Ainda assim, quem tomou semaglutida teve menos dias de consumo excessivo, bebeu menos nos dias em que bebeu e referiu menor craving na vida quotidiana.
Será necessária investigação adicional para perceber quais as medidas que captam melhor os efeitos do medicamento no mundo real.
Os efeitos secundários mantiveram-se ligeiros
Os acontecimentos adversos foram, na maioria, ligeiros e surgiram com frequências semelhantes nos dois grupos. Os eventos considerados definitivamente relacionados com a medicação foram mais comuns com semaglutida.
Um participante interrompeu o fármaco devido a uma erupção cutânea. No grupo placebo ocorreu um enfarte, depois de essa pessoa já ter terminado a medicação do estudo.
Ao fim de oito semanas, não houve diferenças significativas entre os grupos na variação de peso.
Isto é relevante, porque sugere que o efeito no consumo de álcool não é apenas um subproduto da perda de peso.
Semaglutida e perturbações por consumo de substâncias
Entre os participantes que consumiam canábis no início, o fármaco também reduziu os dias de consumo. Estudos baseados em registos clínicos associaram estes medicamentos a taxas mais baixas de várias perturbações por consumo de substâncias.
O Dr. Joseph Schacht, professor associado de psiquiatria na CU Anschutz School of Medicine e responsável pelo ensaio, respondeu a perguntas do Earth.com através do gabinete de comunicação da universidade.
O resultado sobre canábis foi o que a equipa menos antecipava.
“Ficámos surpreendidos ao ver que a semaglutida também reduziu o consumo de canábis, uma vez que os participantes não estavam a tentar parar ou reduzir o uso desta substância”, disse o Dr. Schacht ao Earth.com.
Segundo o Dr. Schacht, este achado é consistente com estudos de registos médicos que apontam para a semaglutida e outros agonistas do receptor GLP-1 como associados a menor consumo de várias substâncias, o que levanta a hipótese de estes fármacos poderem ser úteis em consumo de múltiplas substâncias.
Limitações de um ensaio pequeno
Com apenas 50 pessoas e num único centro, a base de dados é reduzida. Os autores descrevem os resultados como geradores de hipóteses, e não como confirmação definitiva.
Questionado sobre o que alguém com um problema com a bebida deveria retirar de um ensaio com 50 participantes, o Dr. Schacht enquadrou os resultados no conjunto de evidência disponível, e não isoladamente.
“Este foi um ensaio inicial pequeno e curto, mas os resultados foram consistentes com dados de modelos animais e com registos médicos electrónicos de pessoas a tomar semaglutida e outros agonistas do receptor GLP-1 por outras indicações”, afirmou.
O Dr. Schacht acrescentou que já estão em curso ensaios maiores e mais longos com semaglutida e outros fármacos da mesma classe.

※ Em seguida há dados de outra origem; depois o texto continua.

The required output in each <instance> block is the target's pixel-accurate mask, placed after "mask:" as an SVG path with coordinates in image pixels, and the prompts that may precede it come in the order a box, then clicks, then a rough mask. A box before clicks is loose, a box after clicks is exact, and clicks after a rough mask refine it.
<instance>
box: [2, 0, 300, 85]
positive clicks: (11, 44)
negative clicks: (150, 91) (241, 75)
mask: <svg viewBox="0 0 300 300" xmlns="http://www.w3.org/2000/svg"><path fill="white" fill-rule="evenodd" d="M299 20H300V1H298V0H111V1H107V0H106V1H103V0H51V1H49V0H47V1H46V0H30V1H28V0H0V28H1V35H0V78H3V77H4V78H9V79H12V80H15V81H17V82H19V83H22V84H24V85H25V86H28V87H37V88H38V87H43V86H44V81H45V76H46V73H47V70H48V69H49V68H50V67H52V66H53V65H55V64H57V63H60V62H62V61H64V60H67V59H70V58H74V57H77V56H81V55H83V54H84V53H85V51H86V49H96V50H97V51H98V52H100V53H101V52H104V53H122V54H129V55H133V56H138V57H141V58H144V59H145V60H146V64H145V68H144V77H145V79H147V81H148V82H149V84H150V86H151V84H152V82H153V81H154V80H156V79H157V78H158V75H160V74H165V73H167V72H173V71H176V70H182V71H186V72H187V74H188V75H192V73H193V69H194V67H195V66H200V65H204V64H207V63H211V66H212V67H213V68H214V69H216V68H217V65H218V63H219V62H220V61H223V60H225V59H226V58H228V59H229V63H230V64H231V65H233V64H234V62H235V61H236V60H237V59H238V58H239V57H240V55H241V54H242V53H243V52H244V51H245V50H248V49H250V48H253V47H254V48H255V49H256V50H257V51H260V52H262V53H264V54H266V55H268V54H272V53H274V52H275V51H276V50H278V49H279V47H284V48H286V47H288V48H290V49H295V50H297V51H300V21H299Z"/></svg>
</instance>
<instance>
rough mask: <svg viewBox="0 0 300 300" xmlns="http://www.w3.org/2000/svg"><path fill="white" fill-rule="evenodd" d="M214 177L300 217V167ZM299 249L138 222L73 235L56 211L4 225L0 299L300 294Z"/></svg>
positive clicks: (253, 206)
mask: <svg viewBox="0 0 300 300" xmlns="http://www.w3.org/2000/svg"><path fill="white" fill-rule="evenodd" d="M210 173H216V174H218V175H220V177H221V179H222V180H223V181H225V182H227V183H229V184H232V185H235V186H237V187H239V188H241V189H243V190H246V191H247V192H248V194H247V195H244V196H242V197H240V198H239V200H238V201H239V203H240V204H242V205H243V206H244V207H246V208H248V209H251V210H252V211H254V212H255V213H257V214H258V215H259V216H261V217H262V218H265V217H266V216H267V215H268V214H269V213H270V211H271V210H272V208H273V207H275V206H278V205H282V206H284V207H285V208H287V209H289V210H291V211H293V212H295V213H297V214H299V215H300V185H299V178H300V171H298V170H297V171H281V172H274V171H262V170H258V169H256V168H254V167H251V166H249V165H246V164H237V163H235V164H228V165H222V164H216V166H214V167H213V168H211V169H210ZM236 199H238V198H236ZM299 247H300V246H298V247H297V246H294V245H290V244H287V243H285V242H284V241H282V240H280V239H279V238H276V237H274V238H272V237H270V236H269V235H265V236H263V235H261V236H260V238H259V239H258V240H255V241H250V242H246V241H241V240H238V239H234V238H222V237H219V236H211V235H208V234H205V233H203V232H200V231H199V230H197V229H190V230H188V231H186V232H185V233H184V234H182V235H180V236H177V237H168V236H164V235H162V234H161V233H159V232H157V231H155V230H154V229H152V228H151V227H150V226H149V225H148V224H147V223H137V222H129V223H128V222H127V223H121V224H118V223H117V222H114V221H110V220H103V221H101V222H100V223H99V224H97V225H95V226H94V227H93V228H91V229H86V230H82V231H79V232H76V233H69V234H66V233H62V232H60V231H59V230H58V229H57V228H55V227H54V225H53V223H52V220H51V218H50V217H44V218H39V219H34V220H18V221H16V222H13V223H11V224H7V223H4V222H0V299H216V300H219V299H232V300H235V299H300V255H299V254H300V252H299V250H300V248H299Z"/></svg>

Na sua perspectiva, esta classe terapêutica pode vir a representar um tratamento inovador para pessoas com problemas relacionados com o álcool.
Próximos passos para o tratamento
O Dr. Schacht apresenta o resultado como redução de danos, não como cura.
“Este estudo sugere que a semaglutida oral pode ajudar a reduzir o consumo excessivo e nocivo de álcool, mesmo em pessoas que não estão a tentar deixar de beber por completo”, disse o Dr. Schacht.
“É importante salientar que, mesmo ao reduzir o consumo excessivo, podem ocorrer melhorias significativas para os doentes e as famílias.”
Por agora, este achado é um sinal - não uma prescrição. Mostra um medicamento conhecido a produzir um efeito inesperado, em pessoas que nunca planearam deixar de beber.
O trabalho foi financiado em parte pelo National Institute on Alcohol Abuse and Alcoholism.